Keywords

1 Introduction

With the development of computer, artificial intelligence, big data, blockchain and other technologies, people have higher and higher requirements for UAV, and the application environment of UAV is more and more complex. The shortcomings and limitations of single UAV are more and more prominent. From the functional point of view, a single UAV has only part of the combat capability and can not undertake comprehensive tasks; From the safety point of view, a single UAV has weak anti-jamming ability, limited flight range and scene, and failure or damage means mission failure. Therefore, more and more research has turned to the field of UAV cluster operation. UAV cluster operation is also called multi UAV cooperative operation, which means that multiple UAVs form a cluster to complete some complex tasks together [1]. In such a multi UAV cluster, different UAVs often have different functions and play different roles. Through the cooperation among multiple UAVs, some effects that can not be achieved by a single UAV can be achieved. Based on the reinforcement learning algorithm of multi-agent agent, this paper introduces the heuristic function, and uses the heuristic reinforcement learning of multi-agent agent to solve the formation transformation problem of multi UAV formation in unknown or partially unknown complex environment, so as to improve the solution speed of reinforcement learning.

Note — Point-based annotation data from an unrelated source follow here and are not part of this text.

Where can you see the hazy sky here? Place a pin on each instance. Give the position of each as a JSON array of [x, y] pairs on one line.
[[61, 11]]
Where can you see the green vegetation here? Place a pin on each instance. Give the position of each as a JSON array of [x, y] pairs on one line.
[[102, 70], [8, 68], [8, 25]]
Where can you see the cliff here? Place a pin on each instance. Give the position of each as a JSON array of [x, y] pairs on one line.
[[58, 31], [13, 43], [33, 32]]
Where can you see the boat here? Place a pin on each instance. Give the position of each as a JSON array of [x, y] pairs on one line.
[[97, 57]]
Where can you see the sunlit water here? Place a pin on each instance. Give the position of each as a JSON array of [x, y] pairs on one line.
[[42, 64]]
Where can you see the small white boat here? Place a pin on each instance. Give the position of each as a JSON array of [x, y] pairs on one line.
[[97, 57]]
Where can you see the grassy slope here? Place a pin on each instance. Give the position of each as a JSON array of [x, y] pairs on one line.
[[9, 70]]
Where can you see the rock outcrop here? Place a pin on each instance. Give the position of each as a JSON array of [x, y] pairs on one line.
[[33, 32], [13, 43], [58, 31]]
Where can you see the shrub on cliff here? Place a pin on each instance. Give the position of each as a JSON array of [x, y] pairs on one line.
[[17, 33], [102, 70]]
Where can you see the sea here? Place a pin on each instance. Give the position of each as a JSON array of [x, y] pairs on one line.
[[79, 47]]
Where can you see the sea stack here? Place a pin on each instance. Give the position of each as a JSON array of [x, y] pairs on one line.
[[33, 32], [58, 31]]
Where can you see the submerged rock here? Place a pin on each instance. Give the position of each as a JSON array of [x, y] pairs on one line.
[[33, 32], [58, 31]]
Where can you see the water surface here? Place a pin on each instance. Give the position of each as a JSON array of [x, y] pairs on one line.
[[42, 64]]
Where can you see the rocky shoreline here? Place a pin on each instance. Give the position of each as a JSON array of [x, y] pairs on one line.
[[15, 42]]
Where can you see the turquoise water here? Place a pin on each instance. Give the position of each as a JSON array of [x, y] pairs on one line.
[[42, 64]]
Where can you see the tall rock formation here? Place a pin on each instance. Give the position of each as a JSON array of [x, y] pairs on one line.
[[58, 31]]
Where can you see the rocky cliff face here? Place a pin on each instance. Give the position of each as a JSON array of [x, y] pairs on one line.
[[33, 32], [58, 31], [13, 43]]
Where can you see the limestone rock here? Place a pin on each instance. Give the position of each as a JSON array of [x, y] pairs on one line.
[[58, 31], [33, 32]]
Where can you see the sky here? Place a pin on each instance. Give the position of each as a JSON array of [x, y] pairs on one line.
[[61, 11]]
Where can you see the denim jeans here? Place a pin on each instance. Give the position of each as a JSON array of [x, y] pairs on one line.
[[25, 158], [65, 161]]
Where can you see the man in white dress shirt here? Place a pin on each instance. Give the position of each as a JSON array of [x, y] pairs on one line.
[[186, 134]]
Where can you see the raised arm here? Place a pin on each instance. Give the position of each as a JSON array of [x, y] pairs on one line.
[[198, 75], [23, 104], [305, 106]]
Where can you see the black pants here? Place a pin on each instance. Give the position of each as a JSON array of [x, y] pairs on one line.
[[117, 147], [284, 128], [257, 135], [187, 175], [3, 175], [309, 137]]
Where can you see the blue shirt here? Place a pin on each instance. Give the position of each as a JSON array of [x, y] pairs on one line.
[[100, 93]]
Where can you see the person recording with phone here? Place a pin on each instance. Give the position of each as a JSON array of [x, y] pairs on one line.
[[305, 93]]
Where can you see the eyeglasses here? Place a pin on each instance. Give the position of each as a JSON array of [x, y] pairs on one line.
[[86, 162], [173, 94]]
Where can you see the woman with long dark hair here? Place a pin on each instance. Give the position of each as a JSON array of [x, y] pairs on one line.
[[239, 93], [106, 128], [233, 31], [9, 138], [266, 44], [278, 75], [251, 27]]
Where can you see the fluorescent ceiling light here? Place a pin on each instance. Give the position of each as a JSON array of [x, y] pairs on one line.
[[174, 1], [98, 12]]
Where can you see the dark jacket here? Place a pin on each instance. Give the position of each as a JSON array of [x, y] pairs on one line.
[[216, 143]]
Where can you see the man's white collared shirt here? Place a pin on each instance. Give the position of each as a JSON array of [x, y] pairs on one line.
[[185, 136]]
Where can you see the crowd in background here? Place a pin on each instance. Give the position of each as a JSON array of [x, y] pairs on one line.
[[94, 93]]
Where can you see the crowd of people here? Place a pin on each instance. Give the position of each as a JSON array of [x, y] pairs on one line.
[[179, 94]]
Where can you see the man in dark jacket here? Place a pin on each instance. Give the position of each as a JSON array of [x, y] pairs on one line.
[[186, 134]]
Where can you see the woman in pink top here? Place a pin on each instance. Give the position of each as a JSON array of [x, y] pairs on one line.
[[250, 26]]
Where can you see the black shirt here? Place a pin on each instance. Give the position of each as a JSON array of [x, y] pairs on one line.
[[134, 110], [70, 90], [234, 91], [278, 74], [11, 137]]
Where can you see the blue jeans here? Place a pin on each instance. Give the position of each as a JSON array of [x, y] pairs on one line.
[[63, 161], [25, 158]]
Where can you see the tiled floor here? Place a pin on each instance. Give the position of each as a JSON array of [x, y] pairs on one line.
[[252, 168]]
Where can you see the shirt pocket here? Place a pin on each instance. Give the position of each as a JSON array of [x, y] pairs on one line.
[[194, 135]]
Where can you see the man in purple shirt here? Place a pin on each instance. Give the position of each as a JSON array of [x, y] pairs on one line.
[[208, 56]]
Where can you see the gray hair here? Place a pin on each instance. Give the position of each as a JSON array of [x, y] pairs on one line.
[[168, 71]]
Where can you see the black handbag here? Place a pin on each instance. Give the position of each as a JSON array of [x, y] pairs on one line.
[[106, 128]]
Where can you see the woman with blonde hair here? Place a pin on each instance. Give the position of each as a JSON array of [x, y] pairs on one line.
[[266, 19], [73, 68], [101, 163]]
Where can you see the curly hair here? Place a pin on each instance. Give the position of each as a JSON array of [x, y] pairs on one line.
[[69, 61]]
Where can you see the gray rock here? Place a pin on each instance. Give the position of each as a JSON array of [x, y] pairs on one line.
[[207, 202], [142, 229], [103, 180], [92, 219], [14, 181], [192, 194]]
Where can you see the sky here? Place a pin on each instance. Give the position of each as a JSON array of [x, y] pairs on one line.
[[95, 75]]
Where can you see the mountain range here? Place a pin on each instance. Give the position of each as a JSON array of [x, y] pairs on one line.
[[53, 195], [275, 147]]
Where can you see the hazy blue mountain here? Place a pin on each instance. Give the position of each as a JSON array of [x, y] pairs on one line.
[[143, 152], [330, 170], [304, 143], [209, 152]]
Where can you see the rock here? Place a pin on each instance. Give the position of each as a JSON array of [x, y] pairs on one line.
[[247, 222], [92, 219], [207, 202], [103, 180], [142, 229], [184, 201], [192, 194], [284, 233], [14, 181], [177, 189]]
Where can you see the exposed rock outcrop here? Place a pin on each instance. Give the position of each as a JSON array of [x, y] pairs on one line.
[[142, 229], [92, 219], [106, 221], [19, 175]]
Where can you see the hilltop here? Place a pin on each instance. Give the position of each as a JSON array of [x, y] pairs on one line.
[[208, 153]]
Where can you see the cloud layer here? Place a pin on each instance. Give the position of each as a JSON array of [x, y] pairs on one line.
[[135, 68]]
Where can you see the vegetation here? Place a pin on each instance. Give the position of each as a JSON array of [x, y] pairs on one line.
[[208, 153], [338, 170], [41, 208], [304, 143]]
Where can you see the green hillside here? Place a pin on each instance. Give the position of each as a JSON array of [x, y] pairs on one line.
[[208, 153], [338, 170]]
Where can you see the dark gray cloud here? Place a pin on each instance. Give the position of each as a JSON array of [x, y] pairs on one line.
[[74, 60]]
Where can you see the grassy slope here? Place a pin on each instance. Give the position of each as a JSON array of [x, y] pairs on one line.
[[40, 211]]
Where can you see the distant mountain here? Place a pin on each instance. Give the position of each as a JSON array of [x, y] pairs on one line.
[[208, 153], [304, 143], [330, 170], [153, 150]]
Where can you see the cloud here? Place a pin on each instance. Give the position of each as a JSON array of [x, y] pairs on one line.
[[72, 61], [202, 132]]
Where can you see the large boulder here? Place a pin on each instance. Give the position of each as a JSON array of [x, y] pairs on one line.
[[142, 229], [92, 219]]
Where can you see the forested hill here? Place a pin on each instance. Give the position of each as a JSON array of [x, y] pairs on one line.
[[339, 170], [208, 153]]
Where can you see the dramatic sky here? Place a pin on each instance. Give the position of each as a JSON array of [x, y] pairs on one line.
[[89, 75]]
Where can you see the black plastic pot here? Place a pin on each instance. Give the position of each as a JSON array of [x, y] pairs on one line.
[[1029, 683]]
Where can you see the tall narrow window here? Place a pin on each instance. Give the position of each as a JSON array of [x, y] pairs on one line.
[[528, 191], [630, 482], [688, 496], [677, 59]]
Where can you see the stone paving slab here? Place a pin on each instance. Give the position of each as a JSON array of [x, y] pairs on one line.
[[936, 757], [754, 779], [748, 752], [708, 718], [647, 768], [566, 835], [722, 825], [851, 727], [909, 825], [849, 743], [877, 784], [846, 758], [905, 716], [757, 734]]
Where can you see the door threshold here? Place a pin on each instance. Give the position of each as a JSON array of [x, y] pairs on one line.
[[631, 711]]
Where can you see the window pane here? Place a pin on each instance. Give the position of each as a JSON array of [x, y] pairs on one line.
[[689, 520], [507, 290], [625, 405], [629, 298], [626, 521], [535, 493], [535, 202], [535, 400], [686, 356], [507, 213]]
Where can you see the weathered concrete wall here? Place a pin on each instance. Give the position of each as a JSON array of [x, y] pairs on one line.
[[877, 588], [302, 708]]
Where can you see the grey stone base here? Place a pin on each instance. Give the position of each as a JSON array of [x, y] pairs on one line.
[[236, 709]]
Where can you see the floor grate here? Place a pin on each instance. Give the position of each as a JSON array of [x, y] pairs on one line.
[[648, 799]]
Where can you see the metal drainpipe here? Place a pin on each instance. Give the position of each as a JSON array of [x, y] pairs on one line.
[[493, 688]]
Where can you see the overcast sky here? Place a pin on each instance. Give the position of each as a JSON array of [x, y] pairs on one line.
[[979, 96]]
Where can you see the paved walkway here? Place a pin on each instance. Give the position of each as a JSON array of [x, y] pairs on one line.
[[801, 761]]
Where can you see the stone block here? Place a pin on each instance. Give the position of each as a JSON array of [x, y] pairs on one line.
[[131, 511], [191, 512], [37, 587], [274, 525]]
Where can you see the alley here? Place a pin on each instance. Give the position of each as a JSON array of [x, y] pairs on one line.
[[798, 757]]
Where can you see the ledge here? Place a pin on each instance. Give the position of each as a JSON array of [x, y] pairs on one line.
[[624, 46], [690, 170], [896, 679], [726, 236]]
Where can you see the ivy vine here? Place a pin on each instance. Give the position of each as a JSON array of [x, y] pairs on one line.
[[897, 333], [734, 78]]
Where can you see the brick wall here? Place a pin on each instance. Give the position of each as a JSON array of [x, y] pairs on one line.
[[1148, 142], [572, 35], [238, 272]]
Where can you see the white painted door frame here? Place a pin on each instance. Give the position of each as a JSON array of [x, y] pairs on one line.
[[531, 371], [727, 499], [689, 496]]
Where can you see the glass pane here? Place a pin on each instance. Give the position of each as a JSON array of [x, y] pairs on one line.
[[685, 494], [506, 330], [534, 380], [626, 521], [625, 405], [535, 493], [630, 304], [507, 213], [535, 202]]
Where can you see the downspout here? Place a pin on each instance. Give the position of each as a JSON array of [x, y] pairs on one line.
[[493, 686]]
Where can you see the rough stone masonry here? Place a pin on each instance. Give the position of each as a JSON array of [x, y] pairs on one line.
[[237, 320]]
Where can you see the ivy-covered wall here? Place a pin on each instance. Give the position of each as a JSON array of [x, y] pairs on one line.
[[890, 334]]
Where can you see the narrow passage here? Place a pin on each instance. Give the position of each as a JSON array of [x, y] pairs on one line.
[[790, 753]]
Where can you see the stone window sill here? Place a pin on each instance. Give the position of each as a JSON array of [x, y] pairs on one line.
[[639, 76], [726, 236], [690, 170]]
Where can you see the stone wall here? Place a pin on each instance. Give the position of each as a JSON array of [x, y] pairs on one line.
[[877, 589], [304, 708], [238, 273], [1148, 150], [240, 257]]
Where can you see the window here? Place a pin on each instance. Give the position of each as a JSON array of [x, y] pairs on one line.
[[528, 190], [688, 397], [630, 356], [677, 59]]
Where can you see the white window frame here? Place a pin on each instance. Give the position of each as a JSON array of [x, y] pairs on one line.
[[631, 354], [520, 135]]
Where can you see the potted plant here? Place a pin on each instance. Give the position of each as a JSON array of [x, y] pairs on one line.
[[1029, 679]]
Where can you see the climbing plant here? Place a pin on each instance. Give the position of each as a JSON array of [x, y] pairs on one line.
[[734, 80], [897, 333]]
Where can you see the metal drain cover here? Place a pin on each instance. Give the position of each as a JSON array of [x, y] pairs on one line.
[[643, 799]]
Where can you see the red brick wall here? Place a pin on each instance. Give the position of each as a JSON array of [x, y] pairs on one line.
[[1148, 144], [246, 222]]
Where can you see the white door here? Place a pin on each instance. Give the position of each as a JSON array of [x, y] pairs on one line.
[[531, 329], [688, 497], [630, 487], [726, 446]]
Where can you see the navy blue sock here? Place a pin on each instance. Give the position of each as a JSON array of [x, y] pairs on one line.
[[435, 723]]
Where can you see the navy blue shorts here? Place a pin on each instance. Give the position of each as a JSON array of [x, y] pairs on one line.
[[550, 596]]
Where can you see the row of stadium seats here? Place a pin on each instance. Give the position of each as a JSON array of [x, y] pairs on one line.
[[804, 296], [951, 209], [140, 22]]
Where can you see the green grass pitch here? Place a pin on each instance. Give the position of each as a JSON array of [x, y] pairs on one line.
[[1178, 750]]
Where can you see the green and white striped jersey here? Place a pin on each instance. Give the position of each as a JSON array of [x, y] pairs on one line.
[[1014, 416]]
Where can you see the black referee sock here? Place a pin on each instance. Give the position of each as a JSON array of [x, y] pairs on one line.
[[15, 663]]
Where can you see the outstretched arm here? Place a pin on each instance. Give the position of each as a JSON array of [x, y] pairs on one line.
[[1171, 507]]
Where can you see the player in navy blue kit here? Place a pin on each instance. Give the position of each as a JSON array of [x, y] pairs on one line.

2 Research Status of UAV Formation

With the limited function of UAV, facing the increasingly complex combat tasks and unpredictable combat environment, the performance of a single UAV can not meet the operational requirements gradually. UAV more in the way of multi aircraft cooperative operation to perform comprehensive tasks. Multi UAV formation is an important part of multi UAV system, and it is the premise of task assignment and path planning. But it has also been challenged in the dynamic environment of high confrontation, including: (1) the multi UAV formation constructed by the existing formation method can not be satisfied both in formation stability and formation transformation autonomy (2) When formation is affected, it is necessary to adjust, the formation transformation speed is not fast enough, the flight path overlaps and the flight distance is too long.

The process of multi UAV system to perform combat tasks includes: analysis and modeling, formation formation, task allocation, path allocation, and task execution. When encountering emergency threat or task change, there are formation transformation steps. Among them, the formation method of UAV is always used as the foundation to support the whole task. The formation control strategy of UAV is divided into centralized control strategy and distributed control strategy [2]. The centralized control strategy requires at least one UAV in the UAV formation to know the flight status information of all UAVs. According to these information, the flight strategies of all UAVs are planned to complete the combat task. Distributed control strategy does not require UAVs in formation to know all flight status information, and formation control can be completed only by knowing the status information of adjacent UAVs (Table 1).

Table 1. Parison of advantages and disadvantages between centralized control and distributed control

The advantages of centralized control strategy are simple implementation and complete theory; The disadvantages are lack of flexibility and fault tolerance, and the communication pressure in formation is high [3]. The advantage of distributed control strategy is that it reduces the requirement of UAV Communication capability and improves the flexibility of formation; The disadvantage is that it is difficult to realize and the formation may be greatly disturbed [4].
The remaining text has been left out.